Et on voudrait que l’on s’enchante devant ces fresques de la décadence, que l’on s’agenouille devant ses prêtres et prêtresses, ces ignares bellâtres qui sont des pantins animés par la fourberie du vide, eh bien non, la majorité des populations ne se met pas en reptation devant cette cacophonie de l’illusion, elle regarde ailleurs que dans ces ruptures du vivant, et cherche au-delà de ce marasme sans queue ni tête, l’Ordre et la mesure qui lui permettront de survivre à ce gigantesque génocide de l’intelligence Humaine, à cette perversion du réel, à cette désintégration programmée de l’avenir par les faucheurs de la conscience.

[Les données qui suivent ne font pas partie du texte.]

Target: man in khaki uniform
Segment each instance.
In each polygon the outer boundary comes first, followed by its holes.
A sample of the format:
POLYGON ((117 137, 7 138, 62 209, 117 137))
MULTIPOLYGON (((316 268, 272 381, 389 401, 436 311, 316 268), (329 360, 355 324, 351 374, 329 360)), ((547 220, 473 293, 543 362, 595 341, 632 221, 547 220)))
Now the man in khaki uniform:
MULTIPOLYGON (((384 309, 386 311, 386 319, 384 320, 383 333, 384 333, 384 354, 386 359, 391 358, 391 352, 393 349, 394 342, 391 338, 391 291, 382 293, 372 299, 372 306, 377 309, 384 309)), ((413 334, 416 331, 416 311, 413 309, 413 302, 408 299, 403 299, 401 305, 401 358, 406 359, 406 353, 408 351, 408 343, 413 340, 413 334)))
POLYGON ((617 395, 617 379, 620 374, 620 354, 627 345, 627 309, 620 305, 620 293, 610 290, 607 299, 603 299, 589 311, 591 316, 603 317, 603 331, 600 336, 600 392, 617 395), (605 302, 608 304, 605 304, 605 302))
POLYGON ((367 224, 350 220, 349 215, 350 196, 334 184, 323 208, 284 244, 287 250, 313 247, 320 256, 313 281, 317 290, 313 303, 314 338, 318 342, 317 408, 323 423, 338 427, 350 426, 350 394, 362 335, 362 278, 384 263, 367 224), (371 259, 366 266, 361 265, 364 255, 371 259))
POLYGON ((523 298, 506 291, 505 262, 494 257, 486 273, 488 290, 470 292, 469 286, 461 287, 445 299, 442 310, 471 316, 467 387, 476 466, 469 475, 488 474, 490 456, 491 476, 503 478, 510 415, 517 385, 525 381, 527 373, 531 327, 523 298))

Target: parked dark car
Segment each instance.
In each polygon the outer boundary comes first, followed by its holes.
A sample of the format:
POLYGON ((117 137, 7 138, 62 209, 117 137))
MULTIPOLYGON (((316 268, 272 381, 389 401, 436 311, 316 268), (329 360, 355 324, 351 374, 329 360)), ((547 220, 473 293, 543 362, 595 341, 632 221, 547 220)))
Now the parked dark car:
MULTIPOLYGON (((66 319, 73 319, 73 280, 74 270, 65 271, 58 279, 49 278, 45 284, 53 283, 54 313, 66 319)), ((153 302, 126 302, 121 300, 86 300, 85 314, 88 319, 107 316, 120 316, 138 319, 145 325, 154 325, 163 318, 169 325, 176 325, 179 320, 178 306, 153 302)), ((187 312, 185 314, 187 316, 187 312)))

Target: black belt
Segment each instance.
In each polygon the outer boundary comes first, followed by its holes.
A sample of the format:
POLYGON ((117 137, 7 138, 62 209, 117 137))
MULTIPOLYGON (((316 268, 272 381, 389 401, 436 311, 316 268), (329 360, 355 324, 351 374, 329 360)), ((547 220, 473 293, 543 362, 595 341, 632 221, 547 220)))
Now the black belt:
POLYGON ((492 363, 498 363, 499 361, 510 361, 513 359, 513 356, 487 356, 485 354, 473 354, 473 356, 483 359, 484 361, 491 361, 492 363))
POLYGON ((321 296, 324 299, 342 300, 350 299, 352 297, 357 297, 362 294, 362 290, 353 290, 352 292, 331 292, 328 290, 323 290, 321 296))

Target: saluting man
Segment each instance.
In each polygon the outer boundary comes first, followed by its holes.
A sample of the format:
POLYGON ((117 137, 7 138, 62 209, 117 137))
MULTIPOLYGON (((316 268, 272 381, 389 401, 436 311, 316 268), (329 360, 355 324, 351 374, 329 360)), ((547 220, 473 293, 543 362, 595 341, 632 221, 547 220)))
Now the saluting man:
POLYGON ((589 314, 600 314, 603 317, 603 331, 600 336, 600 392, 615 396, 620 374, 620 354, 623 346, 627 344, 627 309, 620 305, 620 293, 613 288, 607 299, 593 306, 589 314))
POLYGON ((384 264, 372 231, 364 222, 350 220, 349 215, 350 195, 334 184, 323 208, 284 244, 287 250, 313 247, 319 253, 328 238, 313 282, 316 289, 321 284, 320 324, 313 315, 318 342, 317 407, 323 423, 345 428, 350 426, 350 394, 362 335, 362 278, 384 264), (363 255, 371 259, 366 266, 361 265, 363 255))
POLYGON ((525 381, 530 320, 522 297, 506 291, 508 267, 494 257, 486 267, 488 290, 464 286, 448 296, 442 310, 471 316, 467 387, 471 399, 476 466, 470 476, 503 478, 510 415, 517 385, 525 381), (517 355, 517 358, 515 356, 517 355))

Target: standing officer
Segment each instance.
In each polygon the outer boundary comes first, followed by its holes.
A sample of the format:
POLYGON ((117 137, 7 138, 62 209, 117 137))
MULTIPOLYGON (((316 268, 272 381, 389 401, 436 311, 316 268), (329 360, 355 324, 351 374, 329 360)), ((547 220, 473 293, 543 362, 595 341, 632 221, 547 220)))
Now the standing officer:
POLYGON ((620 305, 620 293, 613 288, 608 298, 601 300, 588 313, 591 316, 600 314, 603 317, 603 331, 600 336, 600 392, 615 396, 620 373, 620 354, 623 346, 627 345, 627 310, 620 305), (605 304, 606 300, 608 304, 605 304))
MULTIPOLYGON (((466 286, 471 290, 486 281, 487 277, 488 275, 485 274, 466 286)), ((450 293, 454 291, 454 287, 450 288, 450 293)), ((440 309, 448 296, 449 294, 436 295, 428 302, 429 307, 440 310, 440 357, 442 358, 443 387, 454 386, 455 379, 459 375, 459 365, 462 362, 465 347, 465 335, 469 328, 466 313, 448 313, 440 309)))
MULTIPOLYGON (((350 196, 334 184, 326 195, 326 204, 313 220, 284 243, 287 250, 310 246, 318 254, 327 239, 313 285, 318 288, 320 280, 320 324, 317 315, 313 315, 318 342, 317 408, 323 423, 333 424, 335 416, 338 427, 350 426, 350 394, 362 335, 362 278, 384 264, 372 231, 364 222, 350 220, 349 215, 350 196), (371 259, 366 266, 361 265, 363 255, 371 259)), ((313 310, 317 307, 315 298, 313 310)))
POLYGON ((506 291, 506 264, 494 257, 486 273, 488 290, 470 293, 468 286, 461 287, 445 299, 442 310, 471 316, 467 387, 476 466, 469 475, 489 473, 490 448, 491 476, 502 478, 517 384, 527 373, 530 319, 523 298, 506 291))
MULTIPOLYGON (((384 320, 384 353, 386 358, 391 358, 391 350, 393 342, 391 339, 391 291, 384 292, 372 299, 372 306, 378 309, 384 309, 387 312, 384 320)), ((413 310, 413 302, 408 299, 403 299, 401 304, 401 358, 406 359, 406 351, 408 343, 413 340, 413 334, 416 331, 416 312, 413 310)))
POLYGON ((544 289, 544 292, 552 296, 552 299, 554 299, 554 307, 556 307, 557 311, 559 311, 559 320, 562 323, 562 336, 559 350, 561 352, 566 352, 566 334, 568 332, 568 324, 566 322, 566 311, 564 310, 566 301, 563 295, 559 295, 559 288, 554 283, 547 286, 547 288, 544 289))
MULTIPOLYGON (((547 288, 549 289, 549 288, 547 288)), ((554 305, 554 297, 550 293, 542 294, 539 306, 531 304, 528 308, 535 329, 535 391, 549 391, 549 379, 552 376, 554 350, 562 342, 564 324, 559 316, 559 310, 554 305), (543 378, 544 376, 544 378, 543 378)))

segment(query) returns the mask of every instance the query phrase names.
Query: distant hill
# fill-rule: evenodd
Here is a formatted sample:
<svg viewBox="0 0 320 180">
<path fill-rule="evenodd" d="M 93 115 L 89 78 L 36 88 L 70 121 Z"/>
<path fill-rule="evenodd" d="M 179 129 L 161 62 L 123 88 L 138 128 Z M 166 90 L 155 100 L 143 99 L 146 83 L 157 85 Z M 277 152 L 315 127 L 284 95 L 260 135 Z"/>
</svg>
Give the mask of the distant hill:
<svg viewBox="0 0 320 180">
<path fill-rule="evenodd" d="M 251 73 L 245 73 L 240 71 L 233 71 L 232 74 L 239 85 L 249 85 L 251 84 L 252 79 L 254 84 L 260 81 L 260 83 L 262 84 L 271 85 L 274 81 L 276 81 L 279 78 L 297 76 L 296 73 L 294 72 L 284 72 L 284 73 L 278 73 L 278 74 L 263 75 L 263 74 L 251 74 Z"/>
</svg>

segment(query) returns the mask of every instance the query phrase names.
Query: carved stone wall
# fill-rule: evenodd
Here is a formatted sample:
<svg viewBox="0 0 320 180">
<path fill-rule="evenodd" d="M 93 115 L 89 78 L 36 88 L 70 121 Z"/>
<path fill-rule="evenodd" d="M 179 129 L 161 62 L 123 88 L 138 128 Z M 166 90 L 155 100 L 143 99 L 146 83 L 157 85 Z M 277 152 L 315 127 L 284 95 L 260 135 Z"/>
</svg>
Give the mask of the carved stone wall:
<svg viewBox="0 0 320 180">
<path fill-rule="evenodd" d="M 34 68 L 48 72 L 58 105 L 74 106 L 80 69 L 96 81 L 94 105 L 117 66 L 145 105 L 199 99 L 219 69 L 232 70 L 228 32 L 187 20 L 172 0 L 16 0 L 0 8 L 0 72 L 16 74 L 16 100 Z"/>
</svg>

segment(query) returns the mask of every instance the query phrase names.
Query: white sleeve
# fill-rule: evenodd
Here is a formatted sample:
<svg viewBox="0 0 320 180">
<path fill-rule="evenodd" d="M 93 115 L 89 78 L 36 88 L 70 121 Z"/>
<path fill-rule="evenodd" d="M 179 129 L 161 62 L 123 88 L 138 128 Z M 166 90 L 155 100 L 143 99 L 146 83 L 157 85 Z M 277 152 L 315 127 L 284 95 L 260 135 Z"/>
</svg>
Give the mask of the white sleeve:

Ces illuminés de la terreur, ces mystiques de la culpabilisation, ces décérébrés du matérialisme divinisé, ces tueurs nés de la Vie Humaine, et déjà annonce tout simplement qu’elle ne joue plus ce jeu de la bestialité qui s’autorise, en envoyant un signe fort, le refus du vermifuge politique, et ce premier constat en lui-même est porteur d’une espérance remarquable, le renouveau Humain, qu’il convient de voir organisé pour aller plus avant dans le cadre d’un contre-pouvoir non d’apparence mais d’action, en se servant des institutions fussent-elles nationales ou internationales, afin de gréer ce bouclier de défense des valeurs Humaines face aux dictatures matérialistes et nihilistes.

Qui s’avancent, et qui, ne voyant naître aucune opposition, - ce qui est naturel dans le cadre des politiques de nivellement intellectuel auxquelles on assiste, tirant en cela matière des plans initiés de longue date par l’union des républiques socialistes soviétiques -, formalisent actuellement le tombeau des espérances Humaines, ce mondialisme sans foi ni loi, n’ayant pour vocation que l’asservissement de l’Humain au profit exclusif de la vanité et de ses fidéistes commissaires, gagnants ? L’avenir nous le dira, en attendant restons veilleurs et éveilleurs dans cette chute libre masquée par l’abstraction, à laquelle nous assistons.